Let's take a brief time out for a side note here: Back when I was in college in South Dakota, I had a great linguistics professor who never failed to crack me up. She was from New York. One day, she told this story: "The first time I came to South Dakota, I called my husband and said, 'We're not moving here.' He said, 'Why not?' I said, 'BECAUSE THERE IS A JOHN DEERE TRACTOR AT THE AIRPORT!' He said, 'So?'" (Dramatic pause) "We later divorced because of his inability to understand metaphor."

My point, and I do have one, is all I could think of after that phone call was, "Wow. Helpful Nurse has the inability to understand metaphor."

I guess there are worse things than having cancer.

Anyway, I wouldn't get my official diagnosis until late November, but October 31 is when it all began. The End of Normal.


amanda said...

Wow...sounds like helpful nurse love lamp, too. It's amazing that some of these folks have the medical skills required to keep their jobs.

I hope that you have the best day that you can tomorrow.

DavidE said...

Apparently remedial English is not required to get a nursing degree!!
Many of the nurses, doctors and other medical professionals could also use of few credit hours in:
"Common Sense: how to deliver bad news"
"Word association from the patients perspective: when I say cancer, you think "death"
"How to slow down and make sure I'm looking at the correct file"
And many, many more…..

John Wagner said...

But it was the beginning of the "new normal" for you. Um, I think we would like to go back to the old normal, thank you very much.

In and on-line support group I am a member of, there was a topic of how members were told they had chronic lymphocytic leukemia. Most were told over the phone and the majority were told not to worry because it was the "good kind." Well, I am more than willing to give them my "good kind" of cancer. Oh, and they can also take my chemo treatments for me to fight this "good kind" of cancer that has no cure.

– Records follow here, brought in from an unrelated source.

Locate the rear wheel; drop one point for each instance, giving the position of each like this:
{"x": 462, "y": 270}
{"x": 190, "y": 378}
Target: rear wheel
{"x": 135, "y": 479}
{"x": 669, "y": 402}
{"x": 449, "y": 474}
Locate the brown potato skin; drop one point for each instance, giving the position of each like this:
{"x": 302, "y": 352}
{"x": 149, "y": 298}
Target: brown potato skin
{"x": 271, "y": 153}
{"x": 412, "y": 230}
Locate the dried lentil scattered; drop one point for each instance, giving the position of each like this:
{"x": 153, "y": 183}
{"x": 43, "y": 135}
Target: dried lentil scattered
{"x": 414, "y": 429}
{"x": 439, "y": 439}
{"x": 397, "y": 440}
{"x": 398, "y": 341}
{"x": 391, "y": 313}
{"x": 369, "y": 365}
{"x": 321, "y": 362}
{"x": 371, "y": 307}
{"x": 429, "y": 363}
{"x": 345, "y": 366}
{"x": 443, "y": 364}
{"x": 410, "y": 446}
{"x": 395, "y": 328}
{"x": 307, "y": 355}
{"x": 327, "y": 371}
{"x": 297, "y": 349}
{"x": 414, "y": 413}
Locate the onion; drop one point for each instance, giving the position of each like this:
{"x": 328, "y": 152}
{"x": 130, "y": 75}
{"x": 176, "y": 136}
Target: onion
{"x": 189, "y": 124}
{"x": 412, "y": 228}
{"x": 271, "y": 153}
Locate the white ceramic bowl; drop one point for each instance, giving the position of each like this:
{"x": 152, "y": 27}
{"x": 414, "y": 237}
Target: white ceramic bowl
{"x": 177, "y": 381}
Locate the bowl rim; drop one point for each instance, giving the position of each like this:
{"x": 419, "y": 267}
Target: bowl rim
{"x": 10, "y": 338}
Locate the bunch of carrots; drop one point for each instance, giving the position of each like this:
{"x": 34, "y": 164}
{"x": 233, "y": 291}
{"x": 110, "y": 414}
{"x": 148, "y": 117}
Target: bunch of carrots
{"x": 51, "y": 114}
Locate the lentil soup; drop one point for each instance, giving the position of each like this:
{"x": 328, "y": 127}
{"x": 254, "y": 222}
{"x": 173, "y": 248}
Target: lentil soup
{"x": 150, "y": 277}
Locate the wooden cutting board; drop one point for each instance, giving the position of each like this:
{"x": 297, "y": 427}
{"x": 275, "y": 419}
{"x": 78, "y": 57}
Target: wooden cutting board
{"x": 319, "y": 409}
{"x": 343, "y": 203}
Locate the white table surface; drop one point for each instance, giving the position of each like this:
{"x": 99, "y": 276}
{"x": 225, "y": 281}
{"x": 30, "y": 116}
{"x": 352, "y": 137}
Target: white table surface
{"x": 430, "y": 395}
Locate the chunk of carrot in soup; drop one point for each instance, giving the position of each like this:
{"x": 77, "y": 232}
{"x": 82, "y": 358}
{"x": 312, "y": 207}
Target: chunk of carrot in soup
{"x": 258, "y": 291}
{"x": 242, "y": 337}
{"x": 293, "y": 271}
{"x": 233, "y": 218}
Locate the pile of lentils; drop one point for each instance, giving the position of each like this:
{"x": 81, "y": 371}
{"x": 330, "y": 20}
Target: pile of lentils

There were some real horror stories, too. One guy was in the the ER with his wife, when a young doctor came in behind the curtain and asked, "So, how long have you had leukemia?" That was the first he knew anything about it.

Another was called up on a Friday night and told not to do anything over the weekend because if he cut himself he could bleed to death (his platelets were extremely low). But, he was told not to worry and he was just supposed to come into the office on Monday morning.

I agree with David, where the heck is the training in medical school?